Аккуратно собрав недоеденное и недопитое в сумку, девчонка, чтобы не озеленить о траву розовые брючата, подсунула под себя все тот же платок, послуживший скатертью, прилегла отдохнуть. Потапов блаженно растянулся поодаль, прямо на прошлогодних рыжих хвоинках, устилавших пригорок и делавших его похожим на гигантский муравейник с воткнутыми в него уродливыми соснами.
Потапов лежал, во все глаза рассматривая открывшуюся ему высь, отмечая белые пышные клубы пара, которые почему-то называют облаками, прозрачно-синие слои атмосферы, которые почему-то окрестили небом и за которыми столько всего, от небесных тел до небесных тайн… Потом глаза его как бы опустились на землю, взгляд ухватился за нечто кудрявое, зеленое, с золотыми вкраплениями — за вершину дерева, березу или осину, ствола не видно, — которое отличалось от себе подобных тем, что вздрагивало равномерно, словно дышало, прерывисто, запаленно.
Потапов лежал на земле плотно, как камень, как бревно, лежал и не хотел думать ни о чем, ни о ком, хотел отдохнуть от сомнений и в то же время ловил себя на думанье украдкой — о жене, сыне, фабричке, Насте, о березе или осине — обо всем на свете, то есть о жизни, сконцентрированной сейчас в его голове, а значит, и о себе думал, о себе прежде всего, ибо жизнь — это и есть он, Потапов, признающий жизнь за жизнь, сознающий ее, а значит, творящий ее, продлевающий во времени и создающий во плоти: в делах, в памяти…

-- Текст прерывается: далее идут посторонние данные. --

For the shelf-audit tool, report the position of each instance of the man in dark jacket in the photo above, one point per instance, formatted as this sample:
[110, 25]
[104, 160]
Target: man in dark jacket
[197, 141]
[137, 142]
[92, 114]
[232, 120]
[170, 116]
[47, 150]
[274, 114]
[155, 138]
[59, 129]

Внезапно что-то нарушилось. Какая-то деталь всеобщей жизненной конструкции полетела, подпорка или всего лишь гайка крепежная, но что-то выбыло из механизма, ударив Потапова сперва по глазам, а затем и по нервишкам. Там, вдалеке, за болотистой низиной, на соседнем поросшем деревьями островке, где еще минуту назад подрагивала линялой листвой береза или осина, теперь зияла пустота, имелся изъян, похожий на прогал от выбитого зуба.
«Куда это оно подевалось? — подумал Потапов о дереве. — Неужели все так просто: стояло, росло, а миг настал — и нету его, исчезло? Даже не слышно ничего: ни треска ствола, ни хруста веток, ни шелеста листвы, ни удара о землю. Должно быть, померещилось. Или — далеко от нас, потому и не слышно? Однако испарилось деревце. Будто растаяло. И наверняка никто не заметил исчезновения, кроме меня. Забавно. Когда будем на дорогу выбираться, хорошо бы возле этого места пройти, убедиться в предположении».
От исчезновения в зеленой толпе какого-то безголосого дерева мысли Потапова неизбежно потекли в сторону его собственного неизбежного исчезновения из числа людей, из семьи, коллектива, из леса страстей, поиска, надежд, разочарований, из толпы, озабоченной планами, сводками, мечтами, Любовями, доставанием модных тряпок, модных книг, модных идей, из толпы, чаще прислушивавшейся к шелесту денег, нежели к шелесту дождя и листвы. И тут же домыслил: судить о толпе можно только выбыв из этой толпы, потеряв на нее права или послав ее подальше. Из песка превратившись в песчинку.